Der Autor Wolf-Dieter Storl (geboren 1942) ist studierter Ethnologe, Kulturanthropologe und Buchautor. Seine Schriften beschäftigen sich vor allem mit Heilkräutern und Pflanzengottheiten, dem seelischen Wesen der Pflanzen, Schamanismus sowie biologisch-dynamischer Landwirtschaft.
In Storls Büchern taucht immer wieder ein ‹weiser Mann vom Mont Aubert› auf, einem kleinen Demeterhof in den Schweizer Bergen. Diesem Bauern, Arthur Hermes (gestorben 1985), widmet er in seinem neuen Buch seine Aufmerksamkeit und Wertschätzung. Hermes kam aus Norddeutschland und betrieb einen biologisch-dynamischen Hof in den Bergen. Storls Erinnerungen an seinen Lehrmeister führen in die Welt der Bauern, des traditionellen Landvolks, deren Wissen über den Umgang mit Pflanzen und Tieren uralt ist. Ihr Leben wird bestimmt von unsichtbaren seelischen und spirituellen Kräften.
Den ‹Bauernphilosophen› Arthur Hermes habe ich in meinen Büchern immer wieder mal erwähnt.

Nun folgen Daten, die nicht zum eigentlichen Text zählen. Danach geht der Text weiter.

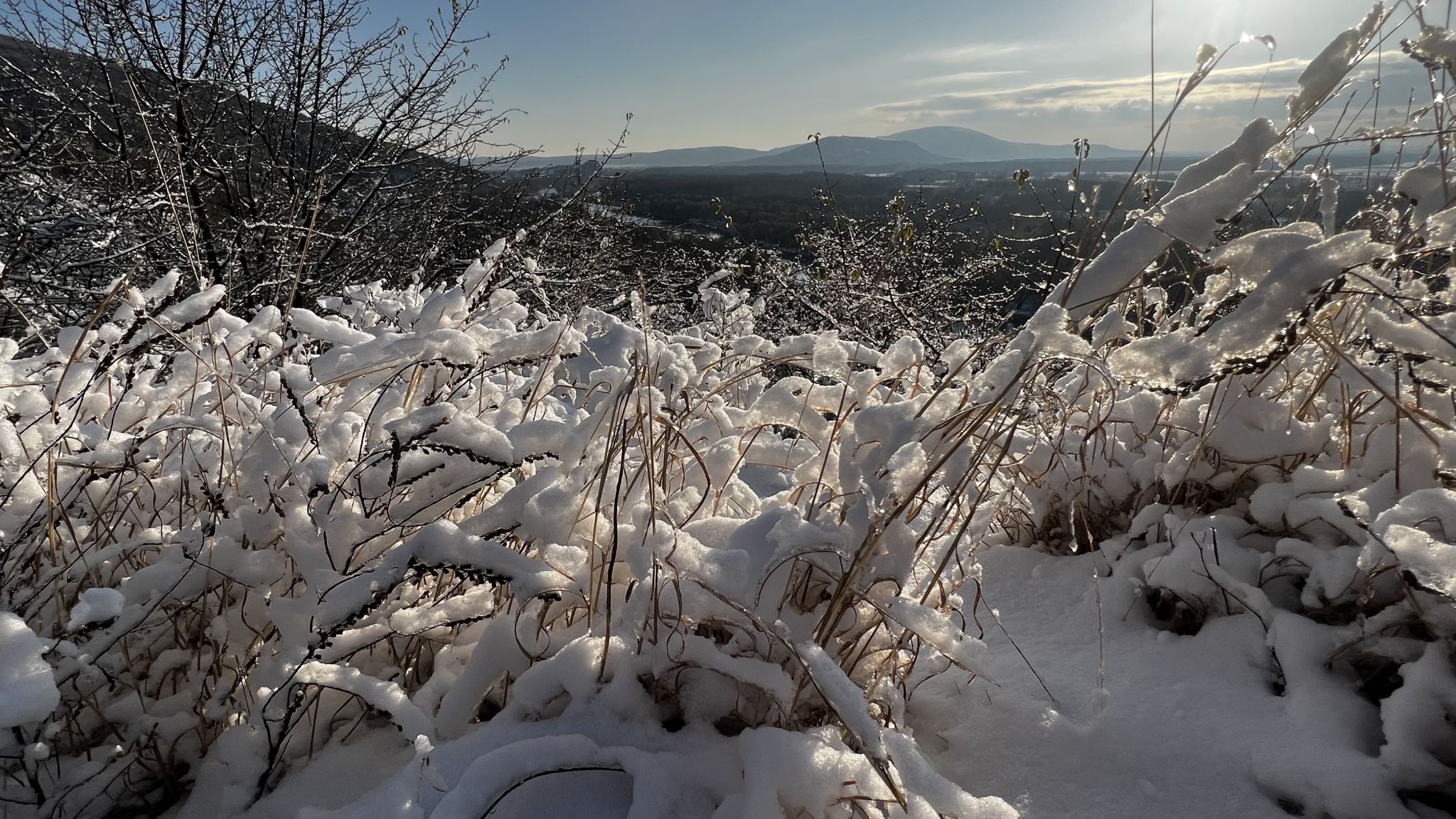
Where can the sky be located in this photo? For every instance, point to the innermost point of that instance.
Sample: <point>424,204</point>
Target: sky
<point>766,73</point>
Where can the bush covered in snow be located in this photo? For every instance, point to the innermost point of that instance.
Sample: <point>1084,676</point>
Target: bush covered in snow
<point>476,544</point>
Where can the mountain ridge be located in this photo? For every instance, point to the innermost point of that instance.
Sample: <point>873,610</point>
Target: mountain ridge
<point>916,148</point>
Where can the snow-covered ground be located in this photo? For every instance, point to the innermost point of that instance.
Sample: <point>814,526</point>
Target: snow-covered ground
<point>426,552</point>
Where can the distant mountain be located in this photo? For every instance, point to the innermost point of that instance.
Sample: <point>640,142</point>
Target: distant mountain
<point>965,144</point>
<point>850,152</point>
<point>906,151</point>
<point>672,158</point>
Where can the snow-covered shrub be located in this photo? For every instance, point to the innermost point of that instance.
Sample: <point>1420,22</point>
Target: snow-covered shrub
<point>482,545</point>
<point>245,538</point>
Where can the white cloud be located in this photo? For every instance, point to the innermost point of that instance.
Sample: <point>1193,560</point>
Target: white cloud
<point>973,53</point>
<point>1268,80</point>
<point>970,77</point>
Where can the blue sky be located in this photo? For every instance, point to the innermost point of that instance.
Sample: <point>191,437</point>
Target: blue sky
<point>759,73</point>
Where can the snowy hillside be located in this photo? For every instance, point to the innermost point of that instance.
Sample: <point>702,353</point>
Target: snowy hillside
<point>424,551</point>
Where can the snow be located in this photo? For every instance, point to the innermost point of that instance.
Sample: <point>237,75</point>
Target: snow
<point>437,554</point>
<point>26,688</point>
<point>97,605</point>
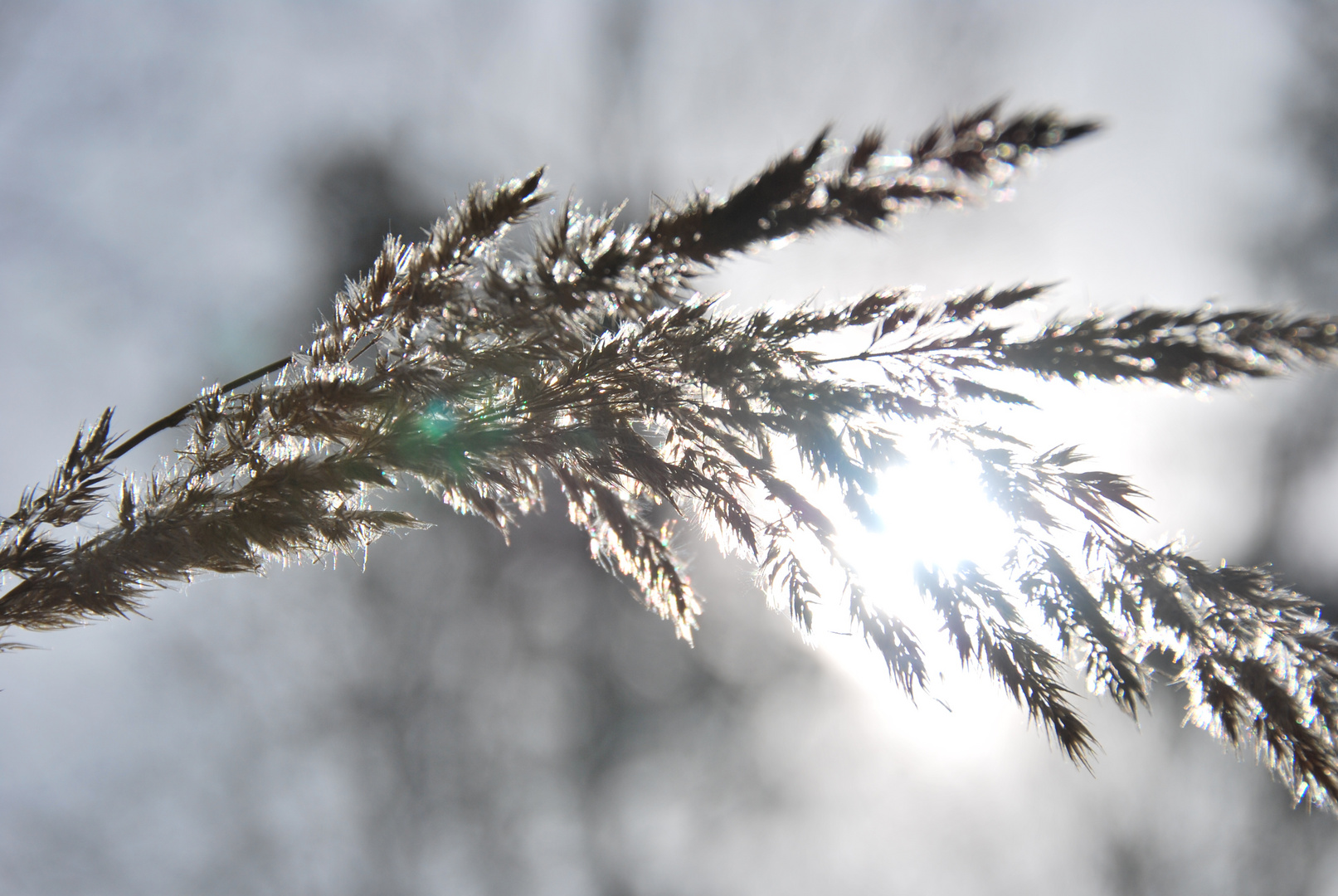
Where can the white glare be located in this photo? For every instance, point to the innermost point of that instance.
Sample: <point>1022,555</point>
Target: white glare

Im Leben hat man mehrere Lehrmeister oder Gurus, die man verehrt und die einem das Rüstzeug geben, das man für das Leben braucht. […] Oft wurde ich gefragt, ob ich etwas mehr über diesen ‹alten› Weisen, der im Schweizer Jura lebte, erzählen könnte. Die Naturverbundenheit dieses Landmenschen, der beispielsweise mit seinen Kühen telepathisch kommunizieren konnte, beeindruckte mich. Das war etwas anderes als die seelisch kalte, objektive Herangehensweise der experimentalen Wissenschaft, die mir in der Schule und an der Universität begegnet war. Über sein bewegtes Leben und seine Einsichten – die er oft in ein anthroposophisches Vokabular kleidete – will ich hier erzählen.
Es geht aber um mehr als biografische Beschreibungen. Es geht um das Leben einfacher Bauern, um ihre Weltsicht, um ihren Alltag, eingebunden in beseelte Natur und in planetarischen Zusammenhang. Es geht um Essgewohnheiten, Sozialverhalten und gelebte Religiosität, um Skurriles, Unverstandenes, Paradoxien und Nichterklärbares. Storl verfügt über ein breites völkerkundliches Wissen. Er kann auf unzählige Schriften zurückgreifen. Seine Beschreibungen werden allerdings nicht beliebig oder folgenlos. Auch wenn er einiges am anthroposophischen Landbau bzw. am Schamanismus nicht versteht oder infrage stellt, bleibt er ein Suchender, ein Liebhaber der Natur.
Arthur Hermes war Pionier und Einzelgänger. Er wurde aber auch immer wieder von verschiedenen Menschen besucht. «Wegen seines tiefgründigen bäuerlichen Wissens luden ihn Schweizer Bauern zu sich ein. Und da er Praktiker und nicht nur Theoretiker war, vermochte er alteingesessene Hofbesitzer von der biodynamischen Landwirtschaft zu überzeugen. Um die 60 Bauern und Bäuerinnen folgten damals in den 50er-Jahren seinen Lehren; viele der heutigen Demeterbetriebe gehen darauf zurück. Inzwischen gibt es in der Schweiz 6400 Bauernhöfe, die biologisch wirtschaften – nicht unbedingt alle biodynamisch – und es werden immer mehr. Dies Entwicklung ist zum Teil dem fast vergessenen Pionier Arthur Hermes zu verdanken.»
Das Buch ist in kleine Kapitel eingeteilt, klar strukturiert und spannend geschrieben. Es enthält viele Geschichten über Pflanzen, Tiere, über Elementargeister und planetarische Zusammenhänge, über Märchen und Mythen. Theorie und Praxis eines anthroposophischen Bauernlebens werden aus der Perspektive eines akademisch gebildeten Hippies ehrlich dargestellt. Es sind zwei Biografien: Man sieht in das Innenleben einer Bauernfamilie und man erfährt die wohlwollende Auseinandersetzung mit dieser Welt aus dem Blickwinkel eines deutschamerikanischen Zeitgenossen. Hauptsächlich geht es natürlich um Inhalte, um ein Leben in Einklang mit der Natur.
Buch Wolf-Dieter Storl: Der Weise vom Mont Aubert: Erinnerungen an Arthur Hermes. Ein Leben im Einklang mit der Natur. AT-Verlag, Aarau und München, 2. Aufl. 2023.